Por ora, analiso o que os meus
sentidos me declaram. Vejo uma imensidão que me fere os olhos, todavia, é como
que se essa ferida me cegasse – tudo observo e nada se me deixa observar.
Quanto aos outros quatro sentidos posso simplesmente constatar o paladar, ora
agradável ora execrável a tabaco, embora compensado pelo sabor do café ainda presente; a audição já se perdeu em
bosques de sons exteriores e mares de sons (vozes) interiores, assim sou surdo
e tudo ouço, mas só a mim me faço ouvir, não compreendo pois o que ouço; o
tacto é caneta e papel, pouco mais a dizer; por fim, não tenho olfacto apurado,
digo então que cheiro palavras e pensamentos, sinto o perfume da escrita.
Dou por mim sentado e a fumar
novamente. Tanto movimento à minha volta e eu não saio do sítio. Mesmo que me
mova, na realidade continuarei imóvel enquanto os outros giram num carrossel
onde sou espectador. Posso correr a maratona, pode consequentemente o meu corpo
esgotar-se, continuarei mesmo assim, inerte.

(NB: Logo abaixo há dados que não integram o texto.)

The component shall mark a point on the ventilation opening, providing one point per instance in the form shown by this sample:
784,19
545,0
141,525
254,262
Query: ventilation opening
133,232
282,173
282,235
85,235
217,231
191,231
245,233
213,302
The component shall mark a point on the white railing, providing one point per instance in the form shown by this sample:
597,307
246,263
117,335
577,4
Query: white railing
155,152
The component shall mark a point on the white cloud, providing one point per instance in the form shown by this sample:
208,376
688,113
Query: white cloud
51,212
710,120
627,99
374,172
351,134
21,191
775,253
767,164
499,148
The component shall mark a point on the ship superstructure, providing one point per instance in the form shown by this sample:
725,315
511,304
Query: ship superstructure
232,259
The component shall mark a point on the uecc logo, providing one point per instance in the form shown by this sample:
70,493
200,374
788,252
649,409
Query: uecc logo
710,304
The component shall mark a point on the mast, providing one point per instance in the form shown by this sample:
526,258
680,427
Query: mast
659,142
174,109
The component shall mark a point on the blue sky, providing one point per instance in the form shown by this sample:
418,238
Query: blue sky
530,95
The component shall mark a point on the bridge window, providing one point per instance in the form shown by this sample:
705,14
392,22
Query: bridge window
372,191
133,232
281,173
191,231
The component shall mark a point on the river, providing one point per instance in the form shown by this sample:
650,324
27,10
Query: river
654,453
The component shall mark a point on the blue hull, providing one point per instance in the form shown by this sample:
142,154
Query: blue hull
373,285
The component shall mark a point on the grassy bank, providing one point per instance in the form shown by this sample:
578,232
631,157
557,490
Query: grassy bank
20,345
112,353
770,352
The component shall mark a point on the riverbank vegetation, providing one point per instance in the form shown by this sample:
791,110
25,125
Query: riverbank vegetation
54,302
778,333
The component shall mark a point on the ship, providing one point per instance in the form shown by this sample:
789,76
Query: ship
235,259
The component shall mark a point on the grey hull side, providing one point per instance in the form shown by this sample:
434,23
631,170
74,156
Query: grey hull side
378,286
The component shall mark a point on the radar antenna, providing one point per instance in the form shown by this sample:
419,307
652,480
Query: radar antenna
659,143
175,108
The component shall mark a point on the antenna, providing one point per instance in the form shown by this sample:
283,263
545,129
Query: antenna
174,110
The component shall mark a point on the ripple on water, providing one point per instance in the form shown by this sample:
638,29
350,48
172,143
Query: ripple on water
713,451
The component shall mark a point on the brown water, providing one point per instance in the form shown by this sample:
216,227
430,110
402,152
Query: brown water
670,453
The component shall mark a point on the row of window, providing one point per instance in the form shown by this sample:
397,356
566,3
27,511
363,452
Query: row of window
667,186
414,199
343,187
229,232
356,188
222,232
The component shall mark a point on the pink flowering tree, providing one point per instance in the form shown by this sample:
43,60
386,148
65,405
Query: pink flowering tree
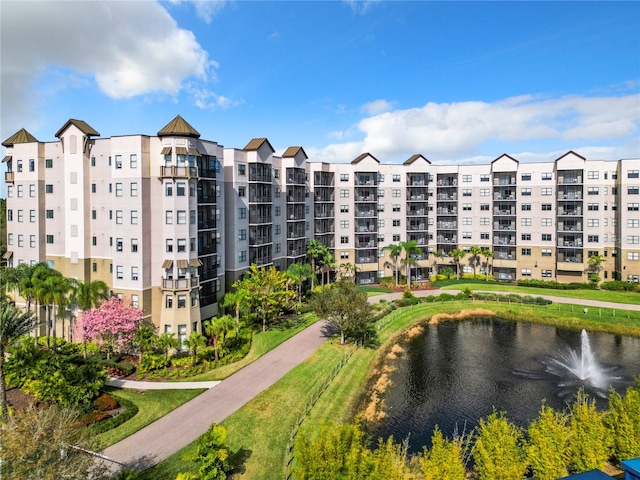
113,324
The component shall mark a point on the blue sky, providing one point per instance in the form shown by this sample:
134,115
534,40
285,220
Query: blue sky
454,81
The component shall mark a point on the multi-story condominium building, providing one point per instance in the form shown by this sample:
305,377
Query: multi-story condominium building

Podem todos os outros estarem estáticos e eu só interpreto movimento.
Enfim, parece que o que me é exterior é a Terra e eu sou Sol, um Sol, no
entanto, que nada ilumina nem se deixa iluminar. O Sol natural dá luz a tudo o
resto e eu que nem sei que tudo o resto é
esse.
Tenho a impressão de aqui estar
há uma eternidade quando só há pouco existo. Tenho, ao invés, a impressão de
que ninguém está aí, nem esteve, nem nunca estará. Existo e imobilizo-me
intemporalmente pensando. O tal resto
talvez exista, mas não pensando o seu pensar e o seu existir temporalmente
contínuo.
Fumo o último cigarro. “Adeus” é
a última palavra que ouço. “Quem me fala”, é a primeira e eterna pergunta que
faço. Saio para o exterior e volto assim a ser mais um caminhando em direção
incerta, mas sem sair do sítio.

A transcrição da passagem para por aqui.